RLlib: using evaluation workers on previously trained models

Imagine you’ve spent a long time training a RL model. You have a checkpoint from that training, and want to run various metrics and analyses (which you’ll keep iterating on) on the behaviour of that saved model.

You could do rollouts using an approach like in rollout.py, but to get parallelism it might be nice to use evaluation workers, maybe via something like this:

import os
import pickle

import ray
from ray.rllib.agents import ppo


def my_custom_eval(trainer, eval_workers):
    # do some cool evaluation metrics here                                                                                                                                                                          
    print('Evaluating')

# previously trained model, can use something like this to generate
# rllib train --run=PPO --env=CartPole-v0  --config="{\"num_workers\": 10, \"train_batch_size\": 1000}" --checkpoint-freq=10
checkpoint_path = os.path.expanduser('~/ray_results/default/PPO_CartPole-v0_bf91c_00000_0_2020-11-25_10-34-08/checkpoint_100/checkpoint-100')

ray.init()

run_base_dir = os.path.dirname(os.path.dirname(checkpoint_path))
config_path = os.path.join(run_base_dir, 'params.pkl')
with open(config_path, 'rb') as f:
    config = pickle.load(f)

# convert all the training workers to evaluation workers                                                                                                                                                           
config['evaluation_num_workers'] = config['num_workers']
config['num_workers'] = 0
# hook in your callback
config['custom_eval_function'] = my_custom_eval

trainer = ppo.PPOTrainer(config=config)
trainer.restore(checkpoint_path)
trainer._evaluate()

You will get an error like:

Error in sys.excepthook:
Traceback (most recent call last):
  File "/home/andrew/miniconda3/envs/ray_nightly_tf_2.2/lib/python3.8/site-packages/ray/worker.py", line 856, in custom_excepthook
    ray.state.state.add_worker(worker_id, worker_type, worker_info)
  File "/home/andrew/miniconda3/envs/ray_nightly_tf_2.2/lib/python3.8/site-packages/ray/state.py", line 733, in add_worker
    return self.global_state_accessor.add_worker_info(
AttributeError: 'NoneType' object has no attribute 'add_worker_info'

Original exception was:
Traceback (most recent call last):
  File "ray_eval_after_training.py", line 28, in <module>
    trainer._evaluate()
  File "/home/andrew/miniconda3/envs/ray_nightly_tf_2.2/lib/python3.8/site-packages/ray/rllib/agents/trainer.py", line 713, in _evaluate
    self._sync_weights_to_workers(worker_set=self.evaluation_workers)
AttributeError: 'PPO' object has no attribute 'evaluation_workers'

Is there any way to initialise these evaluation workers so that this would work?

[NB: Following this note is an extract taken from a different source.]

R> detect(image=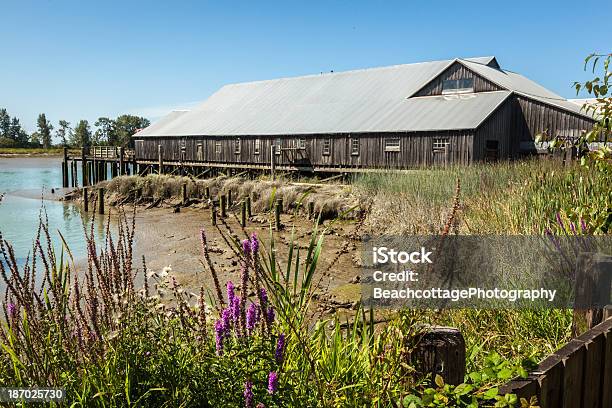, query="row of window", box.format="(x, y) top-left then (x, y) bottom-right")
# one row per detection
(203, 137), (450, 156)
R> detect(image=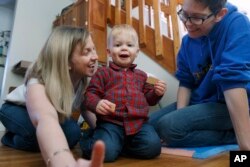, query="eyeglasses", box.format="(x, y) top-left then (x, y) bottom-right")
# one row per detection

Hey Andrew! Thanks for filing this. This exact problem is actually on our tech debt list for 2021: How to do parallel evaluation rollouts (rllib rollout (rollout.py) currently does not allow parallelization either).

I’ll take a look at your script. I think the problem is the loading from the pickled Trainer (which did not have eval workers to begin with).

Yeah, the error makes sense: The original Trainer, which we saved, does not contain these eval workers. So even if we have the config correct before restoring, the created Trainer object will not have these workers in place.
Two workarounds:

  • You create the original Trainer already with eval workers (not great, b/c maybe you don’t need them during training and you also don’t know up front how many you need).
  • We do a hot-fix for this particular scenario, where we do create these eval workers after restoring.

Here is the solution (the below issue has been also updated and closed). The key is to set evaluation_interval > 0 in the restored Trainer’s config.

The following works fine:

import os
import pickle

import ray
from ray.rllib.agents import ppo


def my_custom_eval(trainer, eval_workers):
    # do some cool evaluation metrics here
    print('Evaluating')
    return {  # <-- HERE: must return a dict
        "a": 1.0,
    }

# previously trained model, can use something like this to generate
# rllib train --run=PPO --env=CartPole-v0  --config="{\"num_workers\": 10, \"train_batch_size\": 1000}" --checkpoint-freq=10
checkpoint_path = os.path.expanduser('~/ray_results/default/PPO_CartPole-v0_c2ec3_00000_0_2020-12-11_15-18-38/checkpoint_9/checkpoint-9')

ray.init()

run_base_dir = os.path.dirname(os.path.dirname(checkpoint_path))
config_path = os.path.join(run_base_dir, 'params.pkl')
with open(config_path, 'rb') as f:
    config = pickle.load(f)

# convert all the training workers to evaluation workers
config['evaluation_num_workers'] = 3
config['evaluation_interval'] = 1  # <-- HERE: must set this to > 0!
config['num_workers'] = 0
# hook in your callback
config['custom_eval_function'] = my_custom_eval

trainer = ppo.PPOTrainer(config=config)
trainer.restore(checkpoint_path)
trainer._evaluate()

Hi @sven1977,

I’m trying to do a similar thing, where I just want to run a bunch of experiments on a pretrained model using the rllib worker system. Admittedly I don’t entirely understand it but have managed to hack my way around to getting it to more or less work.

Only trouble now, is that I only want to use the trainer for evaluation and setting config[‘num_workers’] = 0 doesn’t work it raises a value error:

File ".../ray/rllib/agents/a3c/a3c.py", line 58, in validate_config
    raise ValueError("`num_workers` for A3C must be >= 1!")

Is there any way around this, as I’d really like to use the extra worker in my evaluations

Cheers,

Rory :slight_smile:

Actually, why don’t you use the “evaluation_workers” (a different worker set defined by the config keys: evaluation_(num_workers|config|interval|num_episodes), and then call Trainer._evaluate() (<- this should use these evaluation workers only, not the “regular” rollout workers). Then you can still set num_workers=1 and e.g. evaluation_num_workers=[any number should work here; 0=local evaluation]; >0=parallel evaluation via ray remote.

1 Like

Hello, sorry to bother you but could you maybe paste your hacky solution of simply evaluating a trained model? I am finding it near impossible to do, and is quite frustrating. Thank you.

Hello, did you ever get a solution to this working on your end? I’m also facing a similar challenge and would like to perform parallel evaluations on a trained model to collect some statistics. Thank you.